Città congestionate dal traffico, soffocate dall'inquinamento, invivibili. La cura proposta alla Commissione europea arriva dal pool di esperti del Mo.Ve, il Forum internazionale sulla mobilità sostenibile nelle aree metropolitane d'Europa organizzato a Venezia dall'Aci. Le possibili soluzioni sono state presentate oggi alla vicepresidente della Commissione europea Loyola De Palacio. Sul fronte della pianificazione si chiede un'autorità che governi in termini di indirizzi strategici l'area metropolitana, con un sistema di governance che conferisca poteri amministrativi anche di tipo straordinario all'Authority.

Trasporto pubblico
Le sfide nel settore del trasporto pubblico sono legate a questioni strategiche, tecnologiche e organizzative. Gli esperti del Mo.Ve hanno messo in luce la necessità di proporre nuovi servizi "simil-auto" che avvicinino il trasporto pubblico a quello privato. Due le vie suggerite:
· servizi più efficienti, con mezzi più confortevoli e vicini alle esigenze delle città di oggi;
· servizi innovativi in linea con le esigenze dei singoli utenti.
In particolare, per affrontare l'incremento della mobilità che negli ultimi 15 anni ha avuto tassi di crescita anche dell'80-100%, si punta sui servizi a chiamata, idonei soprattutto in aree o periodi di domanda debole o all'interno di direttrici ad alta densità di traffico. Sostegno anche all'evoluzione del "car-sharing" , con un pool di veicoli non solo a quattro, ma anche a due ruote per singoli spostamenti, individuali e collettivi.


Politiche fiscali
Molte delle attuali proposte di road e park pricing rappresentano per ora solo un prelievo fiscale ai danni degli utenti. La tassazione dell'uso del suolo urbano deve, invece, essere integrata e funzionale al sistema di mobilità nel suo complesso. Può, dunque, essere una leva utile per orientare le scelte degli utenti verso modalità di spostamento differenziate in base alle variabili di traffico. Le risorse fiscali devono, però, essere impiegate per migliorare la mobilità.
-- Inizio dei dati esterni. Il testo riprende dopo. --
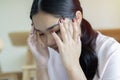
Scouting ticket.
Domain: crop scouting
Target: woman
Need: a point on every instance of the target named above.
(66, 47)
Attualmente meno del 20% delle entrate che provengono dal mondo dell'auto vengono reinvestite per migliorare e sviluppare le reti stradali, mentre nel resto d'Europa la media è del 35 per cento.


Carburanti alternativi
La proposta del Mo.Ve è quella di favorire la nascita di un'agenzia internazionale per la diffusione dei carburanti alternativi, per sviluppare un piano d'azione concreto rispetto agli obiettivi fissati dalla Commissione europea. L'agenzia dovrebbe rappresentare una piattaforma di studio e uno strumento operativo per interventi culturali, tecnologici ed economici. "I costruttori - sottolinea Carlo Sinceri, presidente dell'Anfia - hanno da tempo ingaggiato una battaglia impegnativa per minimizzare gli impatti negativi collegati alla mobilità". In Italia il protocollo d'intesa siglato nell'aprile '97 fra Fiat e ministero dell'Ambiente prevede una riduzione del 20% entro il 2005 del consumo medio delle vetture prodotte, per raggiungere, nel 2010 il limite di 5,5 litri per chilometro, pari a circa 18 Km di percorrenza a litro. Il progetto nazionale "Metano" mira, invece, a sviluppare la trazione a metano nelle aree urbane di 21 grandi città.
Attualmente nel trasporto pubblico l'autobus, che soddisfa il 76% della domanda di trasporto, è il mezzo più utilizzato, ma il parco circolante è costituito da mezzi poco confortevoli e inquinanti. Un bus con 10 anni di anzianità inquina come quattro di nuova generazione, un "torpedone" targato vent'anni fa consuma come 10 di nuova generazione e come 40 a metano.